3 — Create a searchable PDF
My next step was to create a PDF containing all the pages with selectable text layered on top:
tesseract is an Optical Character Recognition (OCR) command line tool. I installed the base program and the language pack (text is in German) via homebrew.
# Create a PDF from an image
$ tesseract -l deu 01.jpg pdf
In a next step I merged the single PDF pages in Apple Preview. There are also command line tools to do so.
4 — Create a Markdown source file
I ran tesseract again to create text files this time.
# Create text from images
$ tesseract -l deu 01.jpg text
I then concatenated all the text to one long text file in Markdown format.
5 — Clean up the OCR text
Now, the manual labor began. OCR is never perfect. So there are a lot of small typos to be manually corrected. I did this within my text editor VS Code Studio. A spell checker helped me to catch most misspelled words. The most common issue was a “c” instead of an “e”.
Sometimes the “recognized” words were not readable any more. Now my searchable PDF came in handy, by searching for the gibberish text string I could quickly jump to the visual presentation of it.
The text now still contains many typos.
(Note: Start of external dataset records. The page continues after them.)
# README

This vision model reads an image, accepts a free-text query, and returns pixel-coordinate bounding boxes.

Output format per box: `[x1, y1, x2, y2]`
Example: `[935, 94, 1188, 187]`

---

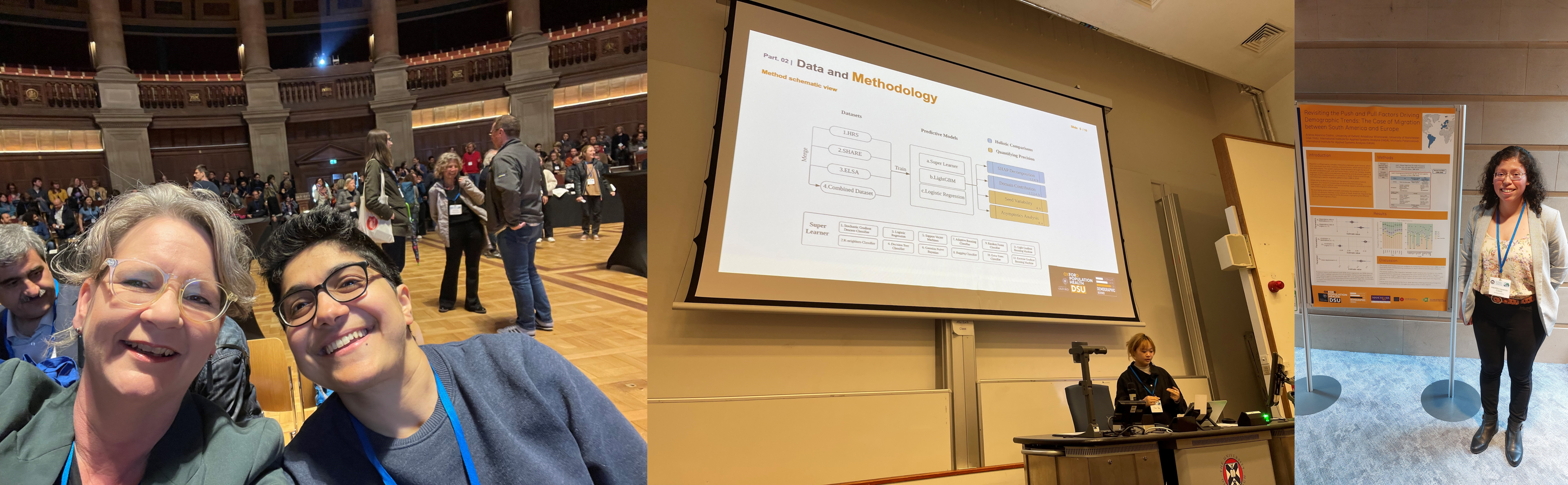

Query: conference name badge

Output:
[1486, 278, 1513, 298]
I consider it good enough.
6 — Create the final output formats
After all the hard work, I was ready to create the final output formats. The popular Pandoc tool helped. It takes the Markdown text file as the source to create a .epub file. In addition a more print-friendly .pdf file was also created.
7 — Publish on GitHub
The final step was to publish the text in it’s new format. I pushed the whole project containing the scans, the Markdown and the ebook file to GitHub. It is published under a Creative Commons license. Now the text is accessible for future thinkers and researchers:
Such a project is fun for the issues you encounter along the way:
Dealing with text from before the orthography reform
In 1996 new rules to orthography were applied. The spell checker only knows about the new ones. So I feeded the spell checker all these words in a workspace dictionary. There is hopefully a smarter way.
Setting typographic quotation marks
Quoted text in German begins with a „ and ends with a “ character. I saw no option with Pandoc to change that. It does translate dump quotation marks to smart quotation marks though. I did not followed up on this any more.
Using CSS to hide meta data output
I have enriched the book with some frontend matter meta data attributes. Pandoc is printing these by default, but without label. So I decided to hide them with CSS.
Battling with UTF-16 Gremlins
My first .epub files where corrupted. I used the Apple Books.app to check the result. It showed that there is some issue and that it can not be fully rendered. But the error message was not very clear to me. I then proceeded to validator.idpf.org which makes use EPUBcheck and the error message this time was more clear. It directly pointed to an invalid character.
To manually dig into a .epub you can just change the file extension to .zip and unzip it. There is a predefined directory structure. In my case the content was in just one HTML file. Finding the character was simple. It was some white space character that the OCR text scan has made up. With the surrounding context known I was able to remove these from the source files as well.
Tinkering within the .epub was most fun. I am an avid .epub consumer. I like that they can be so small and so versatile and dynamic. The HTML structure and setup with CSS felt convenient but also a bit antiquated. How long will that format last? The original text was produced over 50 years ago.
Next project “Die Natur der Stadt”
I have already started the next — much bigger — project. My aim is to digitize a whole book of 240 pages following the same procedures. This book was scanned with the Google Books project. But it is not accessible.
This time I also need to do the scanning. Luckily there is scan software that is able to detect the curvature of book pages and create the text and the searchable PDF right away — all on a phone.
Manual post-processing of the text will be work for many weekends. Let’s see. Volunteers welcome!